Oman Insurance Company (OIC), the biggest insurer in the UAE, is forecasting its profit this year to be slightly less that last year’s because of lower investment income, which is being hit by a slowing property market and a low interest rate environment.
Dubai-listed OIC last year posted a 7.3 per cent drop in net profit attributable to equity owners at Dh224.85 million, even as gross insurance premiums grew 11.3 per cent to Dh3.25 billion. OIC’s second-quarter net profit plunged 33 per cent to Dh38.5m, compared with Dh57.25m in the year-earlier period, because of a 46 drop in investment income.
“We expect our profit to be in line with 2014, maybe slightly less depending on investment income. The overall investment environment is quite downbeat right now,” said the chief executive Christos Adamantiadis, who joined OIC in May.
“From an underwriting perspective we expect to see similar results,” he said.
OIC’s net investment income last year dipped 13.8 per cent to Dh143.3m, while net underwriting income dropped 15.3 per cent to Dh100.9m.
“I don’t see hardening of rates in the coming years, and that is why it is important for all of us to adjust to this new flatter kind of line,” said Mr Adamantiadis.
“We are not any more living in the era of up and down cycles. That has changed. A number of reasons contribute to that: excess capacity, excess capital and improvement in underwriting risks themselves.”
The Insurance Authority issued new regulations in February that place restrictions on how companies can invest their money and how much exposure they can have to any particular asset class.
The rules require companies to have an independent investment committee and include measures aimed at strengthening corporate governance, compliance and risk management.
As of end of March, bank deposits and fixed income composed 60 per cent of OIC’s assets, with 20 per cent each invested in property and equities.
“We are moving away from property and moving away from equities, and we are moving into more stable and predictable classes of investments such as bonds, which has in many ways a negative impact on the investment returns but it improves materially the underlining asset base,” said Mr Adamantiadis.
With 60 companies operating in the market, insurers are suffering from declining premium rates as competition intensifies – particularly for motor and medical insurance.
Total written premiums rose 13.5 per cent annually to Dh33.5bn last year, according to the Insurance Authority.
“Where we see more competition and thin margins is in medical insurance. We are revisiting how we operate in the medical insurance space and taking a harder stance on non-profitable clients,” said Mr Adamantiadis.

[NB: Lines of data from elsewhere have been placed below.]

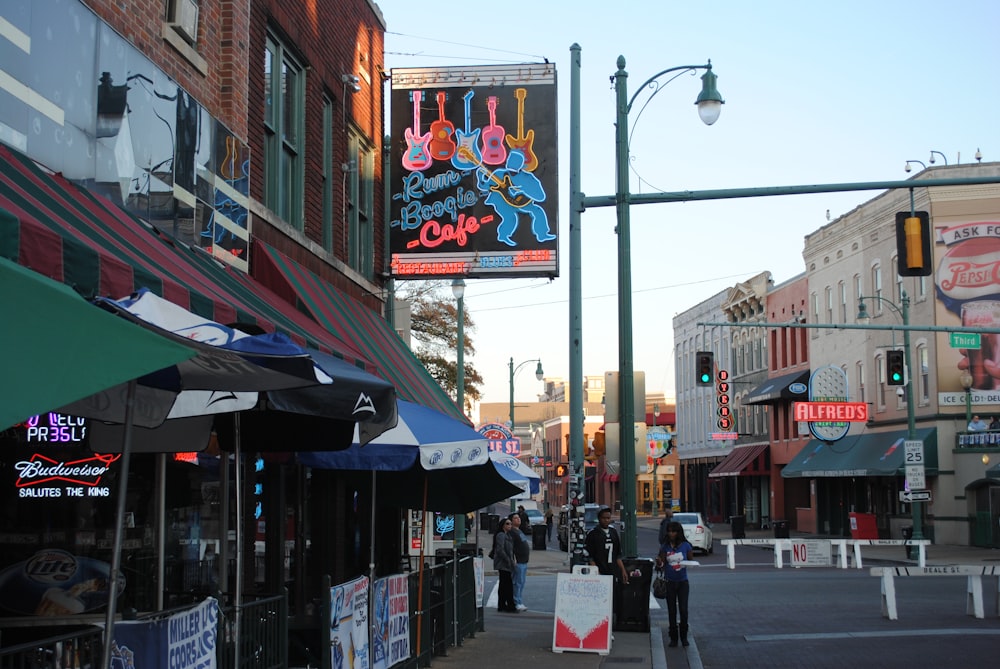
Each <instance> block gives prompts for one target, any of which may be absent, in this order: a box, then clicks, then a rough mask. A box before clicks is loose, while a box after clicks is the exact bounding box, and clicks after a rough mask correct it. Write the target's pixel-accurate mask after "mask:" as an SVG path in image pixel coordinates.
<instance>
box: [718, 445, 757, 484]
mask: <svg viewBox="0 0 1000 669" xmlns="http://www.w3.org/2000/svg"><path fill="white" fill-rule="evenodd" d="M768 445H769V444H768V443H766V442H765V443H761V444H747V445H745V446H737V447H736V448H734V449H733V450H732V452H730V454H729V455H727V456H726V457H725V458H723V459H722V462H720V463H719V464H718V465H716V466H715V469H713V470H712V471H711V472H710V473H709V475H708V476H709V477H710V478H712V477H721V476H767V475H768V474H769V473H770V472H769V469H768V467H766V466H765V462H764V460H765V458H764V451H766V450H767V447H768Z"/></svg>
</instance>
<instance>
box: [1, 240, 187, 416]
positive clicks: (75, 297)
mask: <svg viewBox="0 0 1000 669" xmlns="http://www.w3.org/2000/svg"><path fill="white" fill-rule="evenodd" d="M0 313H2V314H3V317H2V319H3V326H2V327H0V379H3V382H4V389H5V391H6V392H5V393H4V401H3V402H0V430H4V429H6V428H8V427H10V426H11V425H15V424H16V423H18V422H20V421H22V420H25V419H27V418H30V417H31V416H34V415H37V414H39V413H44V412H46V411H50V410H53V409H56V408H58V407H61V406H64V405H66V404H69V403H71V402H75V401H77V400H79V399H82V398H84V397H87V396H89V395H92V394H93V393H96V392H99V391H101V390H104V389H106V388H110V387H111V386H115V385H118V384H120V383H125V382H126V381H129V380H131V379H134V378H137V377H139V376H142V375H144V374H148V373H150V372H154V371H156V370H159V369H163V368H164V367H169V366H171V365H174V364H176V363H178V362H181V361H183V360H187V359H189V358H191V357H193V356H194V354H195V351H193V350H192V349H190V348H188V347H187V346H183V345H181V344H178V343H176V342H173V341H169V340H168V339H166V338H164V337H161V336H160V335H157V334H155V333H153V332H150V331H148V330H145V329H143V328H140V327H137V326H136V325H134V324H132V323H129V322H127V321H124V320H122V319H121V318H118V317H117V316H115V315H114V314H110V313H108V312H106V311H104V310H103V309H98V308H97V307H95V306H94V305H92V304H90V303H88V302H87V301H86V300H84V299H83V298H82V297H80V296H79V295H77V294H76V292H74V291H73V289H72V288H70V287H69V286H67V285H65V284H61V283H58V282H57V281H53V280H52V279H50V278H48V277H46V276H43V275H41V274H39V273H37V272H34V271H32V270H30V269H27V268H25V267H21V266H20V265H17V264H16V263H13V262H11V261H10V260H8V259H6V258H2V257H0Z"/></svg>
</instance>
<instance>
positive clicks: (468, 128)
mask: <svg viewBox="0 0 1000 669" xmlns="http://www.w3.org/2000/svg"><path fill="white" fill-rule="evenodd" d="M475 94H476V92H475V91H473V90H472V89H469V92H468V93H466V94H465V97H464V98H463V99H464V100H465V131H464V132H463V131H462V130H456V131H455V139H456V140H457V141H458V146H459V148H460V149H463V148H464V149H465V153H468V154H470V155H471V156H472V160H469V159H467V158H466V157H465V156H464V155H463V152H462V151H455V155H454V156H452V157H451V164H452V165H454V166H455V167H456V168H457V169H460V170H472V169H475V168H476V167H478V166H479V165H481V164H482V161H483V154H481V153H480V152H479V132H480V130H481V128H476V130H475V131H474V132H473V130H472V97H473V96H474V95H475Z"/></svg>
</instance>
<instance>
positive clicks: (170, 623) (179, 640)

OIC is undergoing changes as a result, particularly with what clients they take on and the insurance segments they focus on, as part of more stringent risk management and greater profitability.
“We are looking at the auto book of business,” he said. “High-value autos definitely have better performance than other types of autos or fleets of business that are not in Dubai or Abu Dhabi.”
A new law requiring compulsory health insurance for all Dubai residents, which will be implemented over two-and-a-half years, is expected to be a key driver for the industry.
“We expect the industry to continue to grow at 8 to 10 per cent because of regulation, new mandatory assets classes and medical coverage, plus healthy economic fundamentals,” said Mr Adamantiadis. “I can already see some difference in the understanding of the value of insurance and perception of insurance as a supplement to the well-being and welfare of the society as a whole.”
OIC’s medical business accounts for about 45 per cent of total premiums. The general insurance segment is another 40 to 45 per cent, and the balance is life insurance.
The company is also looking at growing more aggressively outside the UAE, which makes up 70 per cent of its income. Besides the UAE, the firm is present in Turkey, Oman, Qatar and Iraq.
Turkey, for example, is growing 20 per cent annually in terms of premiums, compared with 8 per cent in the UAE.